Gut flora or gut bacteria is the community of organism which lives in our digestive system. These microbes have incredible potential to affect our physiology, both in health and in diseases like the development of obesity and metabolic diseases such as diabetes.
A new study showed changes in metabolism and reduction in weight gain in mice on deleting a single gene in particular strain of gut bacteria. This study is published in the journal eLife.
The research provides an important step towards understanding how the microbiome – the bacteria that live in our body affects metabolism.
Although the link between the gut microbiome and the development of disease were known, the mechanism by which microbiome was affecting the body’s metabolism was difficult to decode. The reason behind it was the presence of multiple species of gut bacteria having many different kinds of metabolites. It was challenging as well as significant to find different effects of different metabolites.
In the laboratory, researchers removed a specific gene from the microbiome using a kind of ‘genetic scalpel’. After that, they studied the effects of this change on host metabolism. For their study, they choose bile acids that occur naturally in the human gut. If the production of bile juice is irregulated it contributes to diet-induced obesity. However, the question was to find the particular bile acids which were causing these effects.
To address this question, the team focused on a class of bacterial enzymes called bile salt hydrolases.
“Previous research has shown that these hydrolases play an important role in regulating host metabolism, but not exactly how,” explains senior author Sloan Devlin, Assistant Professor in the Department of Biological Chemistry and Molecular Pharmacology at Harvard Medical School, US. “We took a novel approach to understand the role of these enzymes by controlling the activity of a selective bile salt hydrolase in the mouse gut.”

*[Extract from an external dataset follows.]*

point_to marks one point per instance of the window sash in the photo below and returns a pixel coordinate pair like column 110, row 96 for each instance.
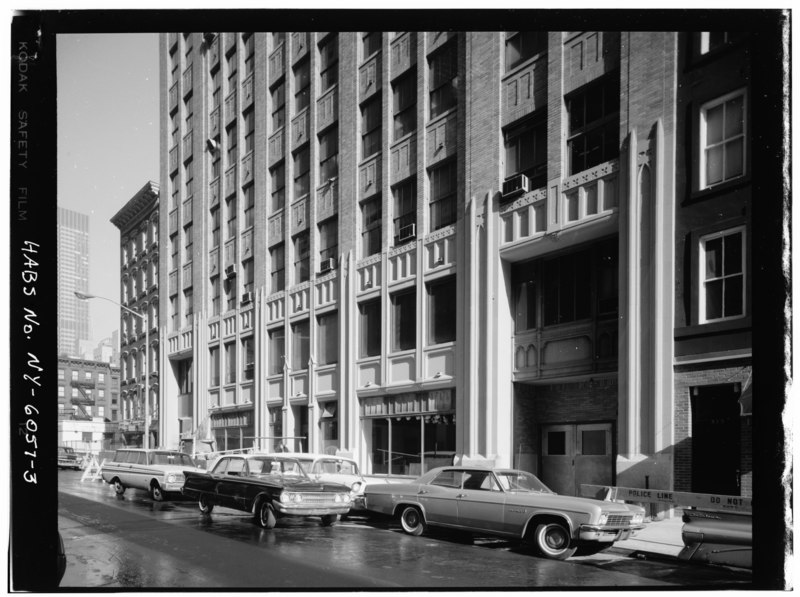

Researchers identified the bacterial species which produces enzyme bile salt hydrolase that only metabolizes certain types of bile salts. After that, they generated two strains of bacteria – one with the hydrolase and one without – and introduced them into germ-free mice. They found that the mice which do not have enough amount of hydrolase enzyme i.e. mice colonized with hydrolase-deficient strain were not able to metabolize all the bile salts and had had much higher amounts of certain unmetabolized bile salts in their intestine.
The next step was to examine the effect of altering levels of specific bile salts on mouse metabolism. They were surprised to find that the mice colonized with bacteria lacking the hydrolase gained less weight than the mice colonized with the normal bacteria. They also found the animals had lower levels of fats and cholesterol in the blood and liver than those with the hydrolase, and they had a preference for metabolizing fats rather than carbohydrates for energy.
Genetic analysis revealed that in addition to alterations related to metabolism, there were also changes in genes controlling circadian rhythm and immune response. This suggests that bile acid alterations caused by bacteria can cause a broader range of changes in the host.
“Previous work has shown that the microbiome as a whole affects metabolism, but our paper provides a more reductive view,” concludes Professor Devlin. “By showing that deleting a single gene results in downstream changes in the host metabolism, we establish this particular gene as a potential target for future drug development and provide a step towards a fuller understanding of how the microbiome affects metabolism.”